Data streaming reduces the need for expensive data storage
If an application needs to analyze large amounts of data from different sources, the data is often first stored in a database. From this database, the analysis program is supplied with the necessary data. As a result, of course, the performance suffers and at the same time the necessary investments for the analysis increase, since mass storage in the form of databases is, of course, expensive and appropriate storage space is necessary.
When using data streams or stream processing, no data storage and prior processing of the data is necessary. Tools such as Apache Flink process the incoming data in real time. All data to be analyzed is already analyzed when it is created, without having to be stored in a complicated and expensive way first. Tools like Apache Flink help to receive and forward data streams. Analyses take place and the solution ensures that the data for the analysis program is available efficiently and fault-tolerant. The most important features of Apache Flink are:
- A runtime environment that supports very high throughput and low event latency at the same time
- Support for event time and out-of-order processing in the DataStream API, based on the Dataflow model
- Various time semantics (event time, processing time)
- Fault tolerance with processing guarantee
- Natural back-pressure in streaming programs
- Libraries for graph processing (batch), machine learning (batch) and complex event processing (streaming)
- Built-in support for iterative programs (BSP) in the DataSet API (batch)
- Custom memory management for switching between in-memory and out-of-core data processing algorithms
- Compatibility Layers for Apache Hadoop MapReduce
- Integration with YARN, HDFS, HBase and other components of the Apache Hadoop ecosystem
High throughput and low latency are important
Data throughput plays an important role in the analysis of the data. This has to cope with the amount of data that is sent, for example, by the IoT sensors. At the same time, the latency must be low so that this data can also be processed effectively and quickly.
Normally, applications like Apache Flink never work alone. Such applications receive data from sources, process this data, and then send it to other applications. This means that Flink not only has to receive and process data quickly, but can also forward the data at the speed that the target application can effectively use the prepared data. For this purpose, Apache Flink can store the analyzed data and streams in file systems. Among other things, HDFS or S3 are used here. It can also be stored in conventional databases, for example Apache Cassandra or ElasticSearch
Apache Flink enables very fast processing of large amounts of data and is also able to perform state-oriented calculations in this area. The tool is also exactly in the processing. This combination of performance, speed and accuracy makes Apache Flink ideal for use in environments where unlimited data streams are to be analyzed quickly and reliably. For example, a streaming example looks like this:
case class WordWithCount(word: String, count: Long)val text = env.socketTextStream(host, port, 'n')val windowCounts = text.flatMap { w => w.split("s") } .map { w => WordWithCount(w, 1) } .keyBy("word") .window(TumblingProcessingTimeWindow.of(Time.seconds(5))) .sum("count")windowCounts.print()

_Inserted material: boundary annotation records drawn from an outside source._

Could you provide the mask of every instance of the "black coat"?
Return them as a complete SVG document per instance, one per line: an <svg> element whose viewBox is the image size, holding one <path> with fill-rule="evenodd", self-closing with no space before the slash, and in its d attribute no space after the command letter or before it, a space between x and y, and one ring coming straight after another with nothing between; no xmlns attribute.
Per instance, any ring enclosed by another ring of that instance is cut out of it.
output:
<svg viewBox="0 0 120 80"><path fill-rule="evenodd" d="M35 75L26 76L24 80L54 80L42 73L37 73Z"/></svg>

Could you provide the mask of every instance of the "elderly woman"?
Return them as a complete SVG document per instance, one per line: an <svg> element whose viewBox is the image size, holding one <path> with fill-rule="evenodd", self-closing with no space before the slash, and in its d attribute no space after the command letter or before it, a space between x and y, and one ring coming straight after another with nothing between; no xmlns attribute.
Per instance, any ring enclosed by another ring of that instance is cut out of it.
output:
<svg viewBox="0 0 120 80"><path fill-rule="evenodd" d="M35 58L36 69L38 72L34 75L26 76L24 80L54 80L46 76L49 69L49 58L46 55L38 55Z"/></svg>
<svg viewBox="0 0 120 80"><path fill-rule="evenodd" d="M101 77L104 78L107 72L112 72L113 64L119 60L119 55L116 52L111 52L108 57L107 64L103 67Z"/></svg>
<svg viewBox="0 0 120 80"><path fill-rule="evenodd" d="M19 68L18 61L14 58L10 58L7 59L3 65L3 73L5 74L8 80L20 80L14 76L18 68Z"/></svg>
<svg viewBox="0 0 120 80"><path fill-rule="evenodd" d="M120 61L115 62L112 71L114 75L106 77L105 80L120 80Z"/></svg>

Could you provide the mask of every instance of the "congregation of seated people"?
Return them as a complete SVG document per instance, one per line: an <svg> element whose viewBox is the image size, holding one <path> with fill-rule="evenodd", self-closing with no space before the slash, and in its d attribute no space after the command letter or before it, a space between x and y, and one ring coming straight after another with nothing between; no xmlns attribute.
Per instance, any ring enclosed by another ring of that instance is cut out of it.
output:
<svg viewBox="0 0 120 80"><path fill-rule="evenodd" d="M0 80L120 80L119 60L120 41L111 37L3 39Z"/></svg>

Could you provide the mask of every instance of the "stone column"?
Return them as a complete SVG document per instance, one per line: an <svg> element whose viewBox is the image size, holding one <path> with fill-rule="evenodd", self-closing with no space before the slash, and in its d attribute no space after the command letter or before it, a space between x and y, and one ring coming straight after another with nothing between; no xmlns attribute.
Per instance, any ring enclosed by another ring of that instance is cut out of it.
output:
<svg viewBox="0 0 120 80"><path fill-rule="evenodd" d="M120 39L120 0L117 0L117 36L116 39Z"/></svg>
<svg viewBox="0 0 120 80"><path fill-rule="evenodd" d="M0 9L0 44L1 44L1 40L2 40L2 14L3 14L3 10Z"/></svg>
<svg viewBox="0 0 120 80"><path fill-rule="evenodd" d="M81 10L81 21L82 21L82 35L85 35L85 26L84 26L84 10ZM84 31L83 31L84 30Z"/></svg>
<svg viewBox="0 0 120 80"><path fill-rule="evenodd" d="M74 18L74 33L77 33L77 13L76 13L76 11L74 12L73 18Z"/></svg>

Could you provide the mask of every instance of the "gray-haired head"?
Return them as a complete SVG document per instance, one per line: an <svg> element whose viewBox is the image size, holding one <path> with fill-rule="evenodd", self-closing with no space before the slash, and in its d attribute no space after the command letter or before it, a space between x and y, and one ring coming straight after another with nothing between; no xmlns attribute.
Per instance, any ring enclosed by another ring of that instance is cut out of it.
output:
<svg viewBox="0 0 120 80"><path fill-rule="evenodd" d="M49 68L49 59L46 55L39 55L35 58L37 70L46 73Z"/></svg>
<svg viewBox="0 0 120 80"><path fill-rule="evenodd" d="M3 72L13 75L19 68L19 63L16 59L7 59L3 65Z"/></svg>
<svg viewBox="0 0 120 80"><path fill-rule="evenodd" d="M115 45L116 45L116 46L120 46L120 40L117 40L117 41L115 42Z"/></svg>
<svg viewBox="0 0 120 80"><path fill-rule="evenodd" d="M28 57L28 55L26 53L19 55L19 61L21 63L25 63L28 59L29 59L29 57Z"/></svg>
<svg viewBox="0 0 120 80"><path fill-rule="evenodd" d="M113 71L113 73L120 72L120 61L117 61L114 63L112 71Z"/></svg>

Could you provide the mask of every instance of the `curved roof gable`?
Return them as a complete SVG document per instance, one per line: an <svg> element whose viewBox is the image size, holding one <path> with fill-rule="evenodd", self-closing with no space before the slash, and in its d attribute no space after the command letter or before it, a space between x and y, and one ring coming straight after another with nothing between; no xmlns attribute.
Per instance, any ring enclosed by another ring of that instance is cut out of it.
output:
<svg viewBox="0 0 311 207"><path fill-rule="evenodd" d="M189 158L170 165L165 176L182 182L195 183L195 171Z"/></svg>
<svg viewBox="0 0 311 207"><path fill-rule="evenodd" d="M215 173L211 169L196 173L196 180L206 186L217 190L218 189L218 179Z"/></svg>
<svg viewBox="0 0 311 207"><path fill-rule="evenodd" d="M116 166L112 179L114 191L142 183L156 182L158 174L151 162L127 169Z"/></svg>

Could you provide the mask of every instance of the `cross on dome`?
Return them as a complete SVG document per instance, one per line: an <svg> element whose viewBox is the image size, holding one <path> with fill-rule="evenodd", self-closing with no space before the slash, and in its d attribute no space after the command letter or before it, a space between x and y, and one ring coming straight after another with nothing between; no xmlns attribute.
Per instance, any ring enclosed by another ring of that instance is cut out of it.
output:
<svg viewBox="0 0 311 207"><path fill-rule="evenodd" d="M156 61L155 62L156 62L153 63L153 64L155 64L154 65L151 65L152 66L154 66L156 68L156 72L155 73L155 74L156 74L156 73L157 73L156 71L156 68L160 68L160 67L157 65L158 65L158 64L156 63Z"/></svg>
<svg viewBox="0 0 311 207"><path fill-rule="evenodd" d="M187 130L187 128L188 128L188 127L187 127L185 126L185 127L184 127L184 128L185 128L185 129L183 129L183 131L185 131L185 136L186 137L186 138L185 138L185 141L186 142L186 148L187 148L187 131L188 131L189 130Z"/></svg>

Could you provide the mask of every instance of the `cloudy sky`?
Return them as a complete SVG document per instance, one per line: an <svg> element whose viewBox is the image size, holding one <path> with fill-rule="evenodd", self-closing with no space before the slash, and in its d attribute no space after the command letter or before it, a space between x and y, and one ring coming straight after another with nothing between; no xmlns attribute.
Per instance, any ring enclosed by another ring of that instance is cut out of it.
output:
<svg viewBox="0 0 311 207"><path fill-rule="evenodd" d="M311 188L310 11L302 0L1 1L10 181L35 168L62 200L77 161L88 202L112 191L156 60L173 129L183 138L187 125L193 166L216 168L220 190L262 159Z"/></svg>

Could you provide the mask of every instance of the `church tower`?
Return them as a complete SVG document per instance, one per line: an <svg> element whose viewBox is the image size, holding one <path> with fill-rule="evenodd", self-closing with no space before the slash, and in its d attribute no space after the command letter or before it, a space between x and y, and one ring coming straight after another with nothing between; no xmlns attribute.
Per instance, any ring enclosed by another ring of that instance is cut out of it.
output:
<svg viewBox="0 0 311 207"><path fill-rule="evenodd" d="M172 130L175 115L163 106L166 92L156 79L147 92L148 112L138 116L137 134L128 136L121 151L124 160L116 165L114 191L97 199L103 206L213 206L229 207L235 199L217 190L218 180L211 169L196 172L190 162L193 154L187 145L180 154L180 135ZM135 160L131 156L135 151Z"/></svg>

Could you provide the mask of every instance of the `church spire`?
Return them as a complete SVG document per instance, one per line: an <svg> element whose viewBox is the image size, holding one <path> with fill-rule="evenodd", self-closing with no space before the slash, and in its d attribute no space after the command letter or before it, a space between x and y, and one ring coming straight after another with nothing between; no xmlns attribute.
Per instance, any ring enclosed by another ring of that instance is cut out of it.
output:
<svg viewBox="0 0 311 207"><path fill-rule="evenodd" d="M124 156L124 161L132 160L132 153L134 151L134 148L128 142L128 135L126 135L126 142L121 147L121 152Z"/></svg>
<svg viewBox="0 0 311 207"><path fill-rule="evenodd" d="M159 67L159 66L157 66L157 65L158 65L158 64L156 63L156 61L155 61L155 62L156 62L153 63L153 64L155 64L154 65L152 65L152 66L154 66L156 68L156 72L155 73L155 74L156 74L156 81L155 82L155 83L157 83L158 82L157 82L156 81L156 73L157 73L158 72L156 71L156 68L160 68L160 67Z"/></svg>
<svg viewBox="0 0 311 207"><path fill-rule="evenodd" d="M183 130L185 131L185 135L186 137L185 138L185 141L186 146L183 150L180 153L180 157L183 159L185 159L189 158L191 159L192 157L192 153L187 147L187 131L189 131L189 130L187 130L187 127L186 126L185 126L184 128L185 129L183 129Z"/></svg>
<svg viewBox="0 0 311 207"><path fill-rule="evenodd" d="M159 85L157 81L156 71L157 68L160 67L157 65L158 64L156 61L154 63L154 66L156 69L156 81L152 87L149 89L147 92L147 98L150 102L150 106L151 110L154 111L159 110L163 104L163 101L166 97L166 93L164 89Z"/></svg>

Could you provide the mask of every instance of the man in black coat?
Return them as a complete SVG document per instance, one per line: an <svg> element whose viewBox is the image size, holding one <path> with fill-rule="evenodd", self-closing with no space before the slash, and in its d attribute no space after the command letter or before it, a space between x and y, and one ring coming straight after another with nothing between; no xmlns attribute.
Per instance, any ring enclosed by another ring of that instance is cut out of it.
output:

Apache Flink is highly scalable
At the same time, Apache is also highly scalable and can process the incoming data on a large number of cluster nodes. This in turn enables collaboration with other processing solutions such as Hadoop, YARN or Apache Mesos. When operating in a cluster, Flink can be used to ensure that the analysis can take place with high availability.
Further strengths are the easy integration into existing systems. The REST API, which can control applications, also helps in this. In addition, there are other APIs with which other frameworks and a variety of applications can be connected. In addition, there are almost all known operations for processing data. This flexibility makes it possible, for example, to save the status of each incoming event and to store timers. At the time of triggering the timer, Flink can call the state of the event and correlate it with other events for calculations.
In addition, Apache Flink also provides an API for accessing tables and SQL support for queries. These queries can also be run on the sources. This allows data to be read from a limited number of data, but also from complete data streams. Other APIs also enable the processing of more complex data and patterns in events.